If you have say ten batches that you have used in the clinical setting, so you have ten clinical batches over the clinical drug year. What we often will do is, I think, the decision to set a specification and an acceptance criteria, mostly acceptance criteria would be to maybe fail a couple of batches. That's what we often refer to. But it's not truly a calculated process capability.
CHAIR BOEHLERT: Garnet, did you have a comment?
MEMBER PECK: Just what I'm thinking about is an overview without coming with specific recommendations or answers to Question 2 and 3.
I feel that you have given in the beginning of Question 2 a great preamble. You have a number of suggestions here about what might be done within a particular organization to demonstrate that they understand the process, that they probably understand the product, the system required to put together the product, which then would allow the Agency to have this flexibility in terms of the regulatory affairs.

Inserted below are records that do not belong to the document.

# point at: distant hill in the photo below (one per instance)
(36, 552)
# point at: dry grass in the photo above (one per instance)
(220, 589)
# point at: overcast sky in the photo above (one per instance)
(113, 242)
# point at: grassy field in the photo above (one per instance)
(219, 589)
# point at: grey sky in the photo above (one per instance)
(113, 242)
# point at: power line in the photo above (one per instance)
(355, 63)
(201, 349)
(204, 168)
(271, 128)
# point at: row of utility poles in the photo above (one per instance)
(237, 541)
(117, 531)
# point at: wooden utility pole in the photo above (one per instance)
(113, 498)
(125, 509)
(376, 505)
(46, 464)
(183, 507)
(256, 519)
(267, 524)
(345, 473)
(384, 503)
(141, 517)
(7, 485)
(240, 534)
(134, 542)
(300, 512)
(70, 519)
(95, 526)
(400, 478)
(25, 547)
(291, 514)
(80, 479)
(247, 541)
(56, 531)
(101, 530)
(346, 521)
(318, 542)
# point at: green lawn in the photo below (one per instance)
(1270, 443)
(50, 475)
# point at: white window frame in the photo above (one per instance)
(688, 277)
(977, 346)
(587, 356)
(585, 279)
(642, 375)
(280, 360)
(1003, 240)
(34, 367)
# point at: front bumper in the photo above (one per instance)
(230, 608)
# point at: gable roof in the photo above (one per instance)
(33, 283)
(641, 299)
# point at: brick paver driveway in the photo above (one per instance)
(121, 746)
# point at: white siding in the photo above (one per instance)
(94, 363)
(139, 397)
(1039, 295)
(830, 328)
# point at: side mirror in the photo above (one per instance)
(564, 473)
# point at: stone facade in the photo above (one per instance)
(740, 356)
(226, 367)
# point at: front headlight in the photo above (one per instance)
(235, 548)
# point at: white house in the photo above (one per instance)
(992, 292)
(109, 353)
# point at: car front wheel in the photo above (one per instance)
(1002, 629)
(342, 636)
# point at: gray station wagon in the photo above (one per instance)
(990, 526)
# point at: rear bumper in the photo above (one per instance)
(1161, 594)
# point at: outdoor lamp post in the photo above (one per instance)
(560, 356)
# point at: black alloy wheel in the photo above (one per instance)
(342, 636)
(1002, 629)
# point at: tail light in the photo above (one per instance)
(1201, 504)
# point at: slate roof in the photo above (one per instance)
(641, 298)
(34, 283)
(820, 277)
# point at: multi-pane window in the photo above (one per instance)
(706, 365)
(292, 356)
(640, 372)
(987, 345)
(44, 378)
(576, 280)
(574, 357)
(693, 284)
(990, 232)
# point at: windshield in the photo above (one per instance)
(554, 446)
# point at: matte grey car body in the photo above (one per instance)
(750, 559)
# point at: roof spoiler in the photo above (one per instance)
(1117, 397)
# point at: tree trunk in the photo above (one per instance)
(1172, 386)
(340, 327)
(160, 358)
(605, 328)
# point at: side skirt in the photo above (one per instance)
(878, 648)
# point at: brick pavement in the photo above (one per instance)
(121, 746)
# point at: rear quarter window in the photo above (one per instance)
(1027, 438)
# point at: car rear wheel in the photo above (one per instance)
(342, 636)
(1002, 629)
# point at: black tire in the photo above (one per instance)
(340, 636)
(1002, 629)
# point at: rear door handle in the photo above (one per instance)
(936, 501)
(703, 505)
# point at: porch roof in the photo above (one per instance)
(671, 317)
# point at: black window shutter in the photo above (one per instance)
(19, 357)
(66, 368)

I couldn't come up with something better than minimal or optimal. I think there's got to be another way of expressing that. I don't think that's the right way to do it. But there's got to be some demarcation.
But if we can have some feeling for PAT guidance, ICH newer thoughts, and we start to apply these, it seems to me that we would have a total confidence in all avenues that we were proceeding in be it new drug or be it generic.
And I think the generic situation is a tough one because of the number of filings. That is -- this number, I hadn't seen this year's number and it's getting pretty large.
But you are attempting to present, if you will, the possibilities of regulatory flexibility with better understanding of the process and the product.
CHAIR BOEHLERT: Anyone else?
CHAIR BOEHLERT: Ajaz, are you satisfied with what you've heard?
MEMBER HUSSAIN: No, I think this was a very valuable discussion.
CHAIR BOEHLERT: Okay.
MEMBER HUSSAIN: And I think I was just kicking myself for not bringing a piece of paper and pen to take some notes but the transcript will have that.
But again, thank you very much for the discussions.
CHAIR BOEHLERT: Okay. Well, I'd like to thank everybody as well. And if that's it, then we will adjourn for this evening and reconvene tomorrow morning at 8:30.
(Whereupon, the above-entitled meeting was concluded at 5:10 p.m.)